ACIDENTE NO ALASCA

Quando seu Olegário chegou na porta do bilhar de Tota Medrado, antevendo mais uma mentira das boas, Marcolino falou sem sair de detrás do balcão.

- O tabelião seu Mané Fagundes disse que o senhor tem um couro de urso. É verdade seu Olegário?

- É, e não é. Porque eu ganhei o couro na competição lá do Alasca, mas não trouxe não.

- E o senhor foi pro Alasca competir, foi? Me conte essa história...

- Isso já faz tanto tempo que eu nem me lembrava mais...

- Mas conte assim mesmo, sem os detalhes, é só dizer como foi.

- Olhe menino, se a gente não contar o acontecido nos mínimos detalhes as pessoas podem pensar que é mentira e você sabe que eu detesto gente mentirosa.

Marcolino colocou na mesa o prato com tripa frita e a cerveja véu de noiva. Serviu o copo e, sentado num dos tamboretes, esperou o início da narrativa.

- Eu era adolescente. Acho até que mais novo do que você e o meu professor de inglês era da Sociedade Cultural Brasil Estados Unidos e, naquela época, que não existia esse tal de zatizapi, as pessoas conversavam por cartas e tinha um programa de correspondência entre os adolescentes dos dois países, aí ele trouxe um bocado de cartas dos meninos de lá e perguntou quem queria trocar cartas com eles.

Era assim a gente escrevia em Português e eles escreviam em Inglês, que era para um treinar o outro na maneira de se comunicar.

Eu nunca fui apreciador da língua deles, mas fiquei com pena de uma carta que ninguém quis.
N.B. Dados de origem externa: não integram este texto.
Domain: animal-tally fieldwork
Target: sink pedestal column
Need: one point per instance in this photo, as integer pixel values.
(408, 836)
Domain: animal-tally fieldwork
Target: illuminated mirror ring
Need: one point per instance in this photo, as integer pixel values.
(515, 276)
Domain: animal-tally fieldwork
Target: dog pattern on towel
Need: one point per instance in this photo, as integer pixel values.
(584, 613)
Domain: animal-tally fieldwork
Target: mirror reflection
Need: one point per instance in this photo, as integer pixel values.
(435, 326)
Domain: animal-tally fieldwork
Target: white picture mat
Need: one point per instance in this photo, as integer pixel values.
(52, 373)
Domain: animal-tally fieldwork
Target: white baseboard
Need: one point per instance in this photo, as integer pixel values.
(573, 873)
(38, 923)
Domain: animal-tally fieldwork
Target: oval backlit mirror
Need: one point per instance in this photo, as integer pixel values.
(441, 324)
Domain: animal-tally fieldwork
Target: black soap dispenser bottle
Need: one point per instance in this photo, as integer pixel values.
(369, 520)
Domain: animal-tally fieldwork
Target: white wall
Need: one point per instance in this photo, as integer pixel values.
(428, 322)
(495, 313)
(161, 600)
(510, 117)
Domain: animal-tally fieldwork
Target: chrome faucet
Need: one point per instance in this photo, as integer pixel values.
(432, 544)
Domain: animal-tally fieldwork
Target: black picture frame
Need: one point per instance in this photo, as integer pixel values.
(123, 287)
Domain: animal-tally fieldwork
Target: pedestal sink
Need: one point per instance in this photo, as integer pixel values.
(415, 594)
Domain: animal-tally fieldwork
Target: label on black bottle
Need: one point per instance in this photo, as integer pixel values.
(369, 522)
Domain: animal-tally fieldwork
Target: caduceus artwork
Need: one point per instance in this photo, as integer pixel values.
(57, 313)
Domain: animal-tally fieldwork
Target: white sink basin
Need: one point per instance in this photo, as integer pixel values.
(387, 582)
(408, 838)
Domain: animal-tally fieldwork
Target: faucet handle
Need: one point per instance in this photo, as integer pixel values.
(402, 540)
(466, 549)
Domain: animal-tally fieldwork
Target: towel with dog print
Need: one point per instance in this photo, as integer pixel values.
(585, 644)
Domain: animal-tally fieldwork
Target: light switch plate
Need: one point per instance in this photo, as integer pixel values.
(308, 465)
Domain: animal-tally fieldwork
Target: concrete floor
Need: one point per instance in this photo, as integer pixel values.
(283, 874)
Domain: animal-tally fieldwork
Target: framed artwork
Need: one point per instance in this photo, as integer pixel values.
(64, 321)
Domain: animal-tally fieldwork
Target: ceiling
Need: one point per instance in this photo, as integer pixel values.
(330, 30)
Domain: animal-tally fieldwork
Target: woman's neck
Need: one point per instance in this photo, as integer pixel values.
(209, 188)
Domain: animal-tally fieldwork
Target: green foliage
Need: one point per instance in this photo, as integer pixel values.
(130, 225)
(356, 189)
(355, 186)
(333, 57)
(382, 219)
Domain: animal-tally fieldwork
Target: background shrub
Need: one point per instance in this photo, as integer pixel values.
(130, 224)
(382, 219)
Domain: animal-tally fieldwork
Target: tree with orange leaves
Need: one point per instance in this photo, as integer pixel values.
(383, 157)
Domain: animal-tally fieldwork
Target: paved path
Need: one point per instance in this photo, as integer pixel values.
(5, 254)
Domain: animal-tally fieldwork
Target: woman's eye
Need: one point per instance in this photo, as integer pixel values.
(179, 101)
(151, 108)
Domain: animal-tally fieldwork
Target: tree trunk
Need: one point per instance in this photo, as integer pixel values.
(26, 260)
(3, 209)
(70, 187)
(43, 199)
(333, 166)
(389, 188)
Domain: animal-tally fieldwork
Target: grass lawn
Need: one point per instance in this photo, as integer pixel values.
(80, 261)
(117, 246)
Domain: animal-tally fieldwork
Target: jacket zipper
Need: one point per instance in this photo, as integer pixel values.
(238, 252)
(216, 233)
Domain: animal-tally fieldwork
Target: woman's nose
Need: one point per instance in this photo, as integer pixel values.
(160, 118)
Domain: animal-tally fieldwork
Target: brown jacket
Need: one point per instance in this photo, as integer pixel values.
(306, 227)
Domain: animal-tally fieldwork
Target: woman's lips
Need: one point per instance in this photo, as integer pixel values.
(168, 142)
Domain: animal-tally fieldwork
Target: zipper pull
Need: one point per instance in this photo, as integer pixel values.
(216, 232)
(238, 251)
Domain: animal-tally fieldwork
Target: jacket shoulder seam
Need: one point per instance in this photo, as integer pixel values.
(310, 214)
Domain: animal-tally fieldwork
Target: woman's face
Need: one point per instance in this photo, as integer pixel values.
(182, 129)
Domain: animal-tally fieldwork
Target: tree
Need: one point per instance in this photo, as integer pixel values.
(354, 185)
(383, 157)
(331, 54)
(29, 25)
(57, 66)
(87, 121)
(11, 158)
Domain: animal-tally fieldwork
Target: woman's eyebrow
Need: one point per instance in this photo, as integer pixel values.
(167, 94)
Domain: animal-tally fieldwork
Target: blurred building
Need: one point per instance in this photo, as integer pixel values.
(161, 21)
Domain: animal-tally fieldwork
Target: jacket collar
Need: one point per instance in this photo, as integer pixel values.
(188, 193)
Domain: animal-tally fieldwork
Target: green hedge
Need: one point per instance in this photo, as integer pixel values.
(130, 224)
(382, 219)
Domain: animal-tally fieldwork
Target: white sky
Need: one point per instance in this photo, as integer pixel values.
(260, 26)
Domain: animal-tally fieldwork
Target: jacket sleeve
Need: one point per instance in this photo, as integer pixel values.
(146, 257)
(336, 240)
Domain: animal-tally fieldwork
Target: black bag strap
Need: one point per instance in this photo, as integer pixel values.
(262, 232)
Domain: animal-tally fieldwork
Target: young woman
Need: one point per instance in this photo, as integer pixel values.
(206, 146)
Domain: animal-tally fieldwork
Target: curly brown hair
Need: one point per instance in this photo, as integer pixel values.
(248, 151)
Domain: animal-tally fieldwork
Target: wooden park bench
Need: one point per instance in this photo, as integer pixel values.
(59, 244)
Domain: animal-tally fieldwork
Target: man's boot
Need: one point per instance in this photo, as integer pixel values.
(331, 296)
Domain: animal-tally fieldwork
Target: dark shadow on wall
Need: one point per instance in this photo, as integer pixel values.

Era de uma menina de uma cidade lá dos confins do Alasca, canto frio de torar, que quando o termômetro de lá chega em três graus, o povo já veste roupa de banho e vai para a praia.

- Que lugar excomungado é esse seu Olegário?

- Pois é, meu filho. Você acha que o resto do mundo é que nem aqui? Com esse calor bom para tomar cerveja? Tem canto que o sol não aparece de jeito nenhum...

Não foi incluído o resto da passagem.